February 18, 2009 at 11:42 am
I would be curious if you looked at the statistics io if they are the same on both machines. They should be but my thinking is that perhaps the new server is doing some Physical reads that the old machine was not doing, which could certainly cause some extra time to complete.
I am also curious if the new server has more than one SQL instance running? If so perhaps you are not able to use all of the memory that is allocated to the machine and that could also cause an issue with performance if the old server was dedicated.
It may also be worth looking into the type of disk drives that the database is sitting on and number of them as that can affect performance in terms of the amount of IO that you can do during a period of time. You mention you were not on raid on one environment but were on another. Which one was which (old or new) and what is the RAID configured to be? If the new one is on a RAID (and I am guessing on a SAN) perhaps the SAN itself is not configured to handle requests correctly (perhaps it has Write Cache set really high and Read Cache set really low).
The issue screams hardware, but anything is possible.
February 18, 2009 at 12:05 pm
skt5000 (2/18/2009)
Unfortunately, still at 30 secsJim
And are you still seeing parallelism in the execution plan?
There has to be something going on, something different. If you simply air drop a database onto a new piece of hardware and everything else is exactly the same, you shouldn't see a radical decrease in performance. So, there's a difference somewhere that is negatively impacting you. Have you checked the server settings between both machines, not just the database settings? Are the log & data files on the same drive? What drives were they on in the old system? Something is up. Has to be.
"The credit belongs to the man who is actually in the arena, whose face is marred by dust and sweat and blood"
- Theodore Roosevelt
Author of:
SQL Server Execution Plans
SQL Server Query Performance Tuning
February 18, 2009 at 12:05 pm
noeld (2/18/2009)
Did you update the stats "WITH FULLSCAN, ALL" ?
Yes, I did.
February 18, 2009 at 12:16 pm
Mike (2/18/2009)
I would be curious if you looked at the statistics io if they are the same on both machines. They should be but my thinking is that perhaps the new server is doing some Physical reads that the old machine was not doing, which could certainly cause some extra time to complete.I am also curious if the new server has more than one SQL instance running? If so perhaps you are not able to use all of the memory that is allocated to the machine and that could also cause an issue with performance if the old server was dedicated.
It may also be worth looking into the type of disk drives that the database is sitting on and number of them as that can affect performance in terms of the amount of IO that you can do during a period of time. You mention you were not on raid on one environment but were on another. Which one was which (old or new) and what is the RAID configured to be? If the new one is on a RAID (and I am guessing on a SAN) perhaps the SAN itself is not configured to handle requests correctly (perhaps it has Write Cache set really high and Read Cache set really low).
The issue screams hardware, but anything is possible.
Okay, this is getting way over my head, I'm just a simple caveman programmer.:D
I don't have alter trace permissions on the old server so can't run profiler.

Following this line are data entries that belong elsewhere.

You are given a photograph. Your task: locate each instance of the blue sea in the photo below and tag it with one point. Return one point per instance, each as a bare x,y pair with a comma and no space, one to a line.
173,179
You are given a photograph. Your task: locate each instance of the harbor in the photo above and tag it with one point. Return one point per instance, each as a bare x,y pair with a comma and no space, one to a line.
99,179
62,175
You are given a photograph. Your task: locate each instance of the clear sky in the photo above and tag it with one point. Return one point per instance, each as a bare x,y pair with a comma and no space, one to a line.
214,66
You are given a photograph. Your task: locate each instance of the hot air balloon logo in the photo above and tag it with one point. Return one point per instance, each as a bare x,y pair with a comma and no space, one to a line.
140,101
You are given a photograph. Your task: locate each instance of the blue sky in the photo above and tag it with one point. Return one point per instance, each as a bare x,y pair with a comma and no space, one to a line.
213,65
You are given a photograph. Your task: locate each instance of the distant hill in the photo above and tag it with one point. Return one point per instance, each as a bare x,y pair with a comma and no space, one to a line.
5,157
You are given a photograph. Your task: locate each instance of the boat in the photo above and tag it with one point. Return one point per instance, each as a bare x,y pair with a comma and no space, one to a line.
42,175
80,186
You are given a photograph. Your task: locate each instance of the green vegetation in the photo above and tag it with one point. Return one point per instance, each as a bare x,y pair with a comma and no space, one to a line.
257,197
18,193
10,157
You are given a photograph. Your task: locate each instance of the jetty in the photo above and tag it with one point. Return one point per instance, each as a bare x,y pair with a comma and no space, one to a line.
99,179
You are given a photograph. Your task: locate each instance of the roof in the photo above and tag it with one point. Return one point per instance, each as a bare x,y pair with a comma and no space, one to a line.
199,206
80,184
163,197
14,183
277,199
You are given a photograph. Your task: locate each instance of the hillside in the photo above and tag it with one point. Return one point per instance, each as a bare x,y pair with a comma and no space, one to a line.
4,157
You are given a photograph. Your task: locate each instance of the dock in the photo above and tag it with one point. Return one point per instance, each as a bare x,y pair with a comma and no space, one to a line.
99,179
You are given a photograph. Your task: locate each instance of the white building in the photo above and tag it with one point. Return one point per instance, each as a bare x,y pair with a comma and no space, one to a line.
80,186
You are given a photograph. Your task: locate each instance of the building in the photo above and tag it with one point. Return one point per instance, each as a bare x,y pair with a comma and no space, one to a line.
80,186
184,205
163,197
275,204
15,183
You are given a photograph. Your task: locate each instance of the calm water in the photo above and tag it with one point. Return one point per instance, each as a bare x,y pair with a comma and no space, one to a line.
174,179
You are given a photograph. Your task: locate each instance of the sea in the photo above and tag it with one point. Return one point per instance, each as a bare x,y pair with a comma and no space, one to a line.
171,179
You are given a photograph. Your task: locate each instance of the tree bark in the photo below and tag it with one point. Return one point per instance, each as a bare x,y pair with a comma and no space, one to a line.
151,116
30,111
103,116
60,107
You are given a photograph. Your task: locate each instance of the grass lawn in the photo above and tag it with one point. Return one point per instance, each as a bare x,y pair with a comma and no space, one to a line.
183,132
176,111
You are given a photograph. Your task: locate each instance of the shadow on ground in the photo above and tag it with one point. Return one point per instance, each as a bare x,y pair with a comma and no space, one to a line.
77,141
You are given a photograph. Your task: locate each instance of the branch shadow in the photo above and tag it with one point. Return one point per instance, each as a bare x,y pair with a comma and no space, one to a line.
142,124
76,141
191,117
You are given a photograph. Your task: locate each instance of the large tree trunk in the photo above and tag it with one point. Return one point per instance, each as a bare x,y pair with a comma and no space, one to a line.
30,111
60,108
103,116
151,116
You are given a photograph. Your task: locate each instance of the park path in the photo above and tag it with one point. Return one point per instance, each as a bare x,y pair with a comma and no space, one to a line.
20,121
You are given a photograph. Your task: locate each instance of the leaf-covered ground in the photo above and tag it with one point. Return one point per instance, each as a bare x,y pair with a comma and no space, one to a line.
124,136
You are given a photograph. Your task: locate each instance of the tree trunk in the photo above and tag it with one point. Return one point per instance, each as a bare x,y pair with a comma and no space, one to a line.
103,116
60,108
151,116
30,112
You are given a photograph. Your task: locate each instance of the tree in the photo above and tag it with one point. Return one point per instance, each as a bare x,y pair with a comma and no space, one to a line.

The old server, as noted above, is a "monster" -- quad processor on a RAID (don't know which RAID), and the new one is not on a RAID at all. I'm just surprised that I'm the only one on the new box -- I have no competitors for resources -- and still a simple query takes so long. It worries me what about what will happen when I start using it for reports.
What question(s) should I ask the admin?
Jim
February 18, 2009 at 12:30 pm
The old box (the monster) I would definitely want to know what the RAID configuration is set to for the drives that the SQL Server resides on and exactly how many drives were in that configuration. The fact that the old box was on RAID and the new is not is definitely something that can have a HEAVY impact on performance.
As an example, on our production system (roughly 150 users, 300 GB DB) we recently did a revamping of our SAN configuration to add more drives and to configure them appropriately based on the sort of IO's that were being done for the specific file types, and without moving to a new server, no index additions, no changes of any other kind other than having more drives under the DB we essentially gained 30% performance improvement across the board (rough numbers). We needed that additional IO that adding more spindles to our configuration brought. You have now potentially lost (by moving off of the RAID) that and it could be hurting you. If you went from your DB sitting on 10 Mirrored drives to a single drive, you could be losing 2X-5X the IO throughput potentially. This has nothing to do with the total amount of disk space on the drives, but the amount of IO that each of the disks is able to handle.
February 26, 2009 at 11:34 am
You could run Perf Mon to identify whether disk IO is an issue.